Thanks for your interest in Apache Impala!
Impala is an Apache-licensed open-source SQL query engine for data stored in Apache Hadoop clusters. We welcome contributions! This document contains some guidelines for contributing to Impala, and suggestions for the kind of contributions you can make.
What should I contribute?
Some of the most useful contributions to Impala are bug reports. If you discover a bug in Impala, please open a new JIRA ticket at the Impala JIRA tracker (after first checking to see if the bug has already been reported).
Bug reports are best when they contain a precise description of the problem, a minimal set of steps to reproduce the issue, and a comprehensive description of your environment (what version of Impala are you running? Are you using HDFS, S3 or HBase?)
Please do not create JIRA tickets for general user or developer questions - direct those to the appropriate mailing list - https://impala.apache.org/community.html
As with other open source communities, the best way to engage is to start small, by fixing some bugs or contributing small features. By doing so, you will earn a reputation as a contributor of high-quality patches, you will get to know the Impala community, and you will become familiar with our process for contribution.
If you’re looking for inspiration, Impala has a very active JIRA instance. We have labelled some JIRA tickets ‘newbie’ - these are ideal for someone who is looking to learn the codebase. If you find one you like, feel free to email email@example.com to discuss it, or dig right in. Before you start, though, register on the Apache JIRA system and ask someone on dev@ to assign the ticket to you. You can't assign yourself a JIRA until this is done. That way you don't end up in a race condition with another new contributor!
Impala is extremely actively developed, and all parts of the code are changing quickly as we work to meet Impala’s roadmap and provide the features our customers need. We are therefore very unlikely to be able to accept large, unsolicited patches into the codebase. If you are considering undertaking a substantial piece of work, please be forewarned: we cannot guarantee that we will be able to accept it, or that we will have the time to review it. If you are unsure, please ask before you start work.
We also strongly encourage improvements to our developer documentation: we need better build documentation, getting started guides, style guides and more!
See Documentation for instructions and guidelines on contributing to the Impala user documentation (SQL Reference, performance tuning, and so on).
How do I contribute code?
Get an account on the Apache Jira.
Subscribe to the dev list firstname.lastname@example.org. You do that by sending mail to email@example.com.
Find a JIRA that you would like to work on (or file one if you have discovered a new issue!). If no-one is working on it, assign it to yourself only if you intend to work on it shortly. Ramp-up JIRAs are a great place to look for your first patch ideas.
Jira has a whitelist of users that are permitted to modify Jiras. Mail the firstname.lastname@example.org list and request access to assign Jiras to yourself. Please provide your Apache Jira username in the email.
Except for the very smallest items, it’s a very good idea to discuss your intended approach either on the JIRA or on the email@example.com mailing list.
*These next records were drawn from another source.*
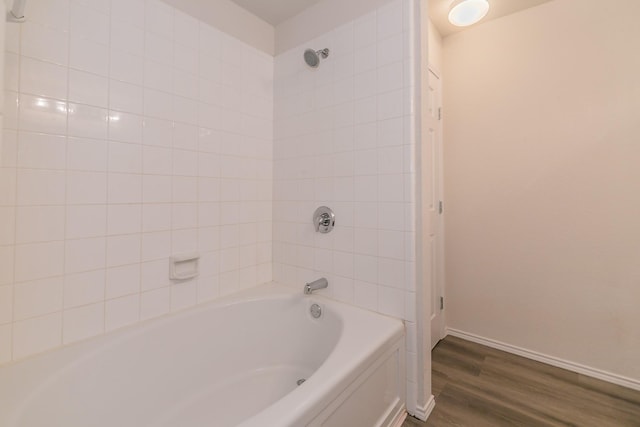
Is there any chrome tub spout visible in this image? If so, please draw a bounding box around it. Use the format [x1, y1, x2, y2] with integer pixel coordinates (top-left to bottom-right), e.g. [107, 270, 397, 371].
[304, 278, 328, 295]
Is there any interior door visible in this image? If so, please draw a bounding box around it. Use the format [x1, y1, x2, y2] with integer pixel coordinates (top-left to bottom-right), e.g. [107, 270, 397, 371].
[426, 68, 445, 349]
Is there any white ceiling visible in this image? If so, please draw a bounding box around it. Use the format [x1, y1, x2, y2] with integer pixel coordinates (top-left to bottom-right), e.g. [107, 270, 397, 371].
[230, 0, 324, 26]
[429, 0, 555, 37]
[229, 0, 555, 31]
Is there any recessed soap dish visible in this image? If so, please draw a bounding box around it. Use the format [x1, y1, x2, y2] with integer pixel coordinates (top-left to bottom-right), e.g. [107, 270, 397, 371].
[170, 253, 200, 281]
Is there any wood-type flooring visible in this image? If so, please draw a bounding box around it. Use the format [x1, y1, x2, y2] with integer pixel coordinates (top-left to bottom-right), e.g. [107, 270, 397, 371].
[402, 336, 640, 426]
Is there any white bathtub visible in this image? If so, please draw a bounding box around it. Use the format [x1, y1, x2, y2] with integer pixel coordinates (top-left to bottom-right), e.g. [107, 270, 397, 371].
[0, 283, 406, 427]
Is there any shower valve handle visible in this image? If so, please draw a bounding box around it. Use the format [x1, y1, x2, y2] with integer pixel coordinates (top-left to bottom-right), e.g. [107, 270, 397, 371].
[316, 213, 332, 230]
[313, 206, 335, 233]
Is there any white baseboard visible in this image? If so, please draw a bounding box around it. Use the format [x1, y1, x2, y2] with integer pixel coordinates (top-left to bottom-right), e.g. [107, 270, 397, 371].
[446, 328, 640, 392]
[410, 394, 436, 422]
[389, 411, 407, 427]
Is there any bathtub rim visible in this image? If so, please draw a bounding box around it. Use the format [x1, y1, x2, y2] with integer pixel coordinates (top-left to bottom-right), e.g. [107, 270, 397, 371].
[0, 282, 405, 427]
[239, 284, 406, 426]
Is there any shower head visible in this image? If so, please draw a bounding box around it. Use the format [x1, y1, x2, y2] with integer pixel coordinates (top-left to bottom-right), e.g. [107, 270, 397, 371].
[7, 0, 27, 22]
[304, 48, 330, 68]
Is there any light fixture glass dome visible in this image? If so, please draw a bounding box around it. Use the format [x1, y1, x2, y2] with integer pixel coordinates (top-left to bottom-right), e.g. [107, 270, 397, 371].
[448, 0, 490, 27]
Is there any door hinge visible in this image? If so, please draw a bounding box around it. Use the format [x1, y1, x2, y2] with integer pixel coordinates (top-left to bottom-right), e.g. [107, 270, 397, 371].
[440, 296, 444, 310]
[438, 201, 443, 214]
[438, 107, 442, 121]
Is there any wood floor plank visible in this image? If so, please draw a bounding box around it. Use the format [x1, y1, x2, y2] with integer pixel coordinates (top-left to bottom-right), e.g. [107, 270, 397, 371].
[436, 382, 565, 426]
[577, 374, 640, 406]
[402, 336, 640, 427]
[480, 356, 640, 426]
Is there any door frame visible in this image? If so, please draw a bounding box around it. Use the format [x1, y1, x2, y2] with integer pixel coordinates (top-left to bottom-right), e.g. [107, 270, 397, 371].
[433, 66, 446, 347]
[427, 66, 446, 349]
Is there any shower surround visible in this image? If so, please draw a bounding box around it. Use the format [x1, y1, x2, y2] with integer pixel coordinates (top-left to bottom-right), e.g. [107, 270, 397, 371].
[0, 0, 273, 362]
[272, 0, 421, 413]
[0, 0, 427, 419]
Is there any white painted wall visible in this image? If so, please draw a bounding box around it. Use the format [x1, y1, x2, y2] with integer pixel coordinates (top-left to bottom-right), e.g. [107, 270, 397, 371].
[427, 19, 442, 75]
[0, 0, 273, 363]
[443, 0, 640, 382]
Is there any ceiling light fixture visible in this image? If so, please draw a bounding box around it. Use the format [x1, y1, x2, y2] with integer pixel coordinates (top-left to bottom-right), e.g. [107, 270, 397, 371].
[448, 0, 490, 27]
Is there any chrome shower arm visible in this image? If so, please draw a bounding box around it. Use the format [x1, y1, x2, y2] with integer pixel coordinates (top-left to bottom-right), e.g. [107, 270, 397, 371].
[7, 0, 27, 23]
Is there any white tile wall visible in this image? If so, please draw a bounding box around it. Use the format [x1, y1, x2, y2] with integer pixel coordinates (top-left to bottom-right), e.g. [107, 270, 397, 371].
[0, 0, 273, 362]
[273, 0, 420, 412]
[274, 0, 415, 317]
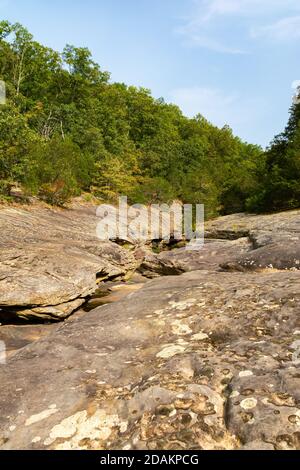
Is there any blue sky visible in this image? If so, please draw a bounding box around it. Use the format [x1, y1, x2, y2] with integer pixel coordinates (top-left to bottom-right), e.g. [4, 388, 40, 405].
[1, 0, 300, 147]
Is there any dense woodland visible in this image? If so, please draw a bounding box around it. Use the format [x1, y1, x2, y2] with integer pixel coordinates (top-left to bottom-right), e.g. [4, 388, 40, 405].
[0, 21, 299, 217]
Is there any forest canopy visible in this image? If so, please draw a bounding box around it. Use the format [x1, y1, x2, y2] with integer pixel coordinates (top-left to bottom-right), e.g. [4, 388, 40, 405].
[0, 21, 299, 217]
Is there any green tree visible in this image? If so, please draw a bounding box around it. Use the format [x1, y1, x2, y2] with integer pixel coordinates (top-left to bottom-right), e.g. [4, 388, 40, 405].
[0, 20, 266, 216]
[250, 89, 300, 212]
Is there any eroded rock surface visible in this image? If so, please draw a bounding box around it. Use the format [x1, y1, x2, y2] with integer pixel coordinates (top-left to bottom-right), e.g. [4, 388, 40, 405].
[155, 238, 251, 275]
[1, 270, 299, 450]
[1, 208, 300, 450]
[222, 242, 300, 272]
[205, 210, 300, 243]
[0, 204, 137, 321]
[206, 211, 300, 272]
[0, 324, 56, 358]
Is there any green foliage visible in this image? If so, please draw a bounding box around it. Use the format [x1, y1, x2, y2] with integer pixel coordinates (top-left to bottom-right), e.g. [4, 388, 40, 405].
[132, 177, 176, 205]
[92, 154, 138, 203]
[0, 103, 37, 184]
[0, 20, 272, 217]
[250, 92, 300, 212]
[23, 137, 90, 204]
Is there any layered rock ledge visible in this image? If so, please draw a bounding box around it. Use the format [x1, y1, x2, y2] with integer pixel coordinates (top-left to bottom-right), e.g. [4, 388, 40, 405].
[0, 207, 300, 450]
[206, 210, 300, 272]
[0, 203, 137, 321]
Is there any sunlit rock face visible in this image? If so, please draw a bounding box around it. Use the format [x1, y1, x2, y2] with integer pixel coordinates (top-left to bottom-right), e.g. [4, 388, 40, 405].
[206, 211, 300, 271]
[0, 269, 300, 450]
[0, 204, 137, 321]
[1, 208, 300, 450]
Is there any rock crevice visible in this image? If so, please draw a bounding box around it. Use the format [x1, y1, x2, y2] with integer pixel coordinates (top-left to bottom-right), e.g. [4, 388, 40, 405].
[0, 207, 300, 450]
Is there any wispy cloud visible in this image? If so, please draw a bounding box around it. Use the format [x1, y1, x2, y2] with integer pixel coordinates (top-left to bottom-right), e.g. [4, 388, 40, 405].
[177, 0, 300, 53]
[252, 15, 300, 41]
[201, 0, 256, 20]
[169, 86, 238, 124]
[168, 85, 268, 144]
[201, 0, 300, 19]
[178, 30, 245, 54]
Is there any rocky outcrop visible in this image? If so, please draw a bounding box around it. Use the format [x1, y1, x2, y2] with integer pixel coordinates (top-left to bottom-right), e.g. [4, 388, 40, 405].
[0, 324, 56, 358]
[140, 210, 300, 278]
[3, 205, 298, 322]
[222, 242, 300, 272]
[1, 207, 300, 450]
[150, 238, 251, 276]
[0, 269, 299, 450]
[0, 204, 137, 321]
[136, 247, 186, 278]
[205, 210, 300, 243]
[206, 211, 300, 272]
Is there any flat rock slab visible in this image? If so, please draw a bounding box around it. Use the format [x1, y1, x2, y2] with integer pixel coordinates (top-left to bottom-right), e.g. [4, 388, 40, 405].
[157, 238, 251, 274]
[0, 324, 56, 358]
[138, 239, 251, 278]
[0, 205, 136, 320]
[206, 211, 300, 243]
[222, 242, 300, 272]
[1, 270, 299, 450]
[206, 211, 300, 272]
You are much more likely to have your patch reviewed and committed if you’ve already got buy-in from the community before you start.
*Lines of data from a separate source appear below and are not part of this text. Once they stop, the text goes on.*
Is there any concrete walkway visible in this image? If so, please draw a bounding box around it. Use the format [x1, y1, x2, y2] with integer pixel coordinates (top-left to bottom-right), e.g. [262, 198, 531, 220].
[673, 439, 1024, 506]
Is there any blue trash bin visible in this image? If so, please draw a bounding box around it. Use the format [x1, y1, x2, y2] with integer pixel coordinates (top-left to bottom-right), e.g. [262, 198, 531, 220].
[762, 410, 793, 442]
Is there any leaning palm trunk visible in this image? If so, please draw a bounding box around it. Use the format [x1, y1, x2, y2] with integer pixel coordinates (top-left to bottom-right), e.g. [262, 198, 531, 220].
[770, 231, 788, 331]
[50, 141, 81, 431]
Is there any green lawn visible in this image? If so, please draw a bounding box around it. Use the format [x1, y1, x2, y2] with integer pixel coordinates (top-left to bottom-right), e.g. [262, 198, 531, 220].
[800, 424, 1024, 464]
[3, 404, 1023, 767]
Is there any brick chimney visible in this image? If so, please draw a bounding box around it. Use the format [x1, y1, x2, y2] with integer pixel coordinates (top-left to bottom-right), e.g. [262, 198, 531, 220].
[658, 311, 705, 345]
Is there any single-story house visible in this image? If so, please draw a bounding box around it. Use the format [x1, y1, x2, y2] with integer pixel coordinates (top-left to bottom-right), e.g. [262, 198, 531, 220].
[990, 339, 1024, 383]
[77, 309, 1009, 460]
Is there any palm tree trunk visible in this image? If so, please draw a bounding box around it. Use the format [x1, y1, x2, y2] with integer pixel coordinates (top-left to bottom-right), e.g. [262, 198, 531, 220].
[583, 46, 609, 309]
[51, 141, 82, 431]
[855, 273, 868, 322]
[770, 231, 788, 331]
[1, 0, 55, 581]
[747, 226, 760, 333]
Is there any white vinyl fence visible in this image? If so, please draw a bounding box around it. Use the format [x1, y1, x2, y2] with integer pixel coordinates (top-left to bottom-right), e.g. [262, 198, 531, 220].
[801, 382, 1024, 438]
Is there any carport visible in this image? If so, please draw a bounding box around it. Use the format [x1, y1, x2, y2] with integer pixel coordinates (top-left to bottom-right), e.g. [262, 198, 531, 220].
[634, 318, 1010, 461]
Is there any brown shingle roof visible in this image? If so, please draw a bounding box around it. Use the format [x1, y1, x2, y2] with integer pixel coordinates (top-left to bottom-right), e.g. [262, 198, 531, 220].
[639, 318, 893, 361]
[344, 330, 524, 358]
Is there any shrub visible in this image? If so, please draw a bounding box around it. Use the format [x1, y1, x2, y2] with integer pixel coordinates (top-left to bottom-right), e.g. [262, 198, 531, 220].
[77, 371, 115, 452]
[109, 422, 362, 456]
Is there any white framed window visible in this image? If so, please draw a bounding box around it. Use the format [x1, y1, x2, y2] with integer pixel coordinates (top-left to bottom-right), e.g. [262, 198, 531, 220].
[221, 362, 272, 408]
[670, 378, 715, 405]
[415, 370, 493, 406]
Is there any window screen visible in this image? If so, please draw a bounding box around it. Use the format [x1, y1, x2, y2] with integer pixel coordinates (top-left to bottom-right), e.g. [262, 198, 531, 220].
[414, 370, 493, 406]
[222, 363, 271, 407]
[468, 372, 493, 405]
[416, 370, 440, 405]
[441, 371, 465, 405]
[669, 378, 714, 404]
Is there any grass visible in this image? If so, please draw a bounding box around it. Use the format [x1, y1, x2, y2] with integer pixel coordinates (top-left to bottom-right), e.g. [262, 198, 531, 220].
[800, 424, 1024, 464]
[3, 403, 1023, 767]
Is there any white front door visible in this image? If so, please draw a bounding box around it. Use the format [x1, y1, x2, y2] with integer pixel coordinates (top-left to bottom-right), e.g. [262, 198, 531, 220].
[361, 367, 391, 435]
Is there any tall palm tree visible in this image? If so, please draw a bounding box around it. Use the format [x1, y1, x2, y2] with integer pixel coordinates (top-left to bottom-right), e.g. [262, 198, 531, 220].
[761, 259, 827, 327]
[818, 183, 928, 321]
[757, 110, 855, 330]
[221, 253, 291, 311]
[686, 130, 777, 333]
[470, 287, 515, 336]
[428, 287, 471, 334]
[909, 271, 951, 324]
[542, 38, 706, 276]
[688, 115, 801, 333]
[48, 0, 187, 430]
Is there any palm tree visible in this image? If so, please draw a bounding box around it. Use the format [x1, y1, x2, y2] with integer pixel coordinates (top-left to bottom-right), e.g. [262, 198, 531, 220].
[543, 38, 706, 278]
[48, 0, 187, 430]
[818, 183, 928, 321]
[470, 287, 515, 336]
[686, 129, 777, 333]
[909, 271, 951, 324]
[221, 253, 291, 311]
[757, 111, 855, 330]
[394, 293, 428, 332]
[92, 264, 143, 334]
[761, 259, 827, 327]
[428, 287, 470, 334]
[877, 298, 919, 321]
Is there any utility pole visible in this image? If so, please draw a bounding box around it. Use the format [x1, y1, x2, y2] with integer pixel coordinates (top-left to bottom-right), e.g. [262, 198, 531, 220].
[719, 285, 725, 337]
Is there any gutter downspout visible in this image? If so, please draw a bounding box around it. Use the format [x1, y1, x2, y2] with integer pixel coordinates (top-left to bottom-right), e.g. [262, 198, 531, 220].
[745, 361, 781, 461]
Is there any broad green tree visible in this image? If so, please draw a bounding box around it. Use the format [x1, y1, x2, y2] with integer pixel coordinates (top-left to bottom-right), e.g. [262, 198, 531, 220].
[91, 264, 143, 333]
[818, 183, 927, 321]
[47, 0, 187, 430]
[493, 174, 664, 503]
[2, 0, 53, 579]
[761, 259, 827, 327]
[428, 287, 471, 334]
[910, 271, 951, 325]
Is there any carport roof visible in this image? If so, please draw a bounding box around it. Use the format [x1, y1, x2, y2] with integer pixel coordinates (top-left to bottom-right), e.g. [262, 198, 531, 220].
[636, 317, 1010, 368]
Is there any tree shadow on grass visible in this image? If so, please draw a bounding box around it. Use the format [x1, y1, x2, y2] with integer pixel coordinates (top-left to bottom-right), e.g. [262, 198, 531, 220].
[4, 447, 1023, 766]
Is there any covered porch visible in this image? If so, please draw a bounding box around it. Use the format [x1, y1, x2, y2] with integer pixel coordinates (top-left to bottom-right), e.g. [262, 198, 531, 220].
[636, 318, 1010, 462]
We may sometimes decide not to accept a proposed feature or bugfix. This does not mean we do not value your contribution, but more likely that we feel that it does not align with the goals of the project or it is not the right time.
Before getting started, you'll want to get your development environment set up. Read bin/bootstrap_development.sh to get going. You can also take a look at Impala Development Environment inside Docker.
Now start coding! As you are writing your patch, please keep the following things in mind:
First, try to follow best practices for coding and design (see Effective Coding Practices for guidelines).
Second, please follow the Impala style guide. We are sticklers for adherence to the guide (with a couple of exceptions), and we won’t accept any patch that needs work in this regard. For Java and Python we do not have formal guides yet (writing one would be an excellent contribution!); please try to follow the standards set by existing code. We will help you with this when your patch is reviewed.
You can use clang-format or clang-format-diff to format the whitespace of the C++ parts of your patch using the file .clang-format included in the git repository, which is tuned to match our current coding style as closely as possible. When you submit a clang-formatted patch, please do not reformat the entire file you are working on, but only the parts of it you are changing.
Third, please include tests with your patch. If your patch does not include tests, it will not be accepted. If you are unsure how to write tests for a particular component, please ask on the impala-dev mailing list for guidance.
Fourth, run all the existing Impala test to ensure your fix doesn't introduce any new issues. See How to load, run, and create new Impala tests for more details.
Fifth, please keep your patch narrowly targeted to the problem described by the JIRA. It’s better for everyone if we maintain discipline about the scope of each patch. In general, if you find a bug while working on a specific feature, file a JIRA for the bug, check if you can assign it to yourself and fix it independently of the feature. This helps us to differentiate between bug fixes and features and allows us to build stable maintenance releases.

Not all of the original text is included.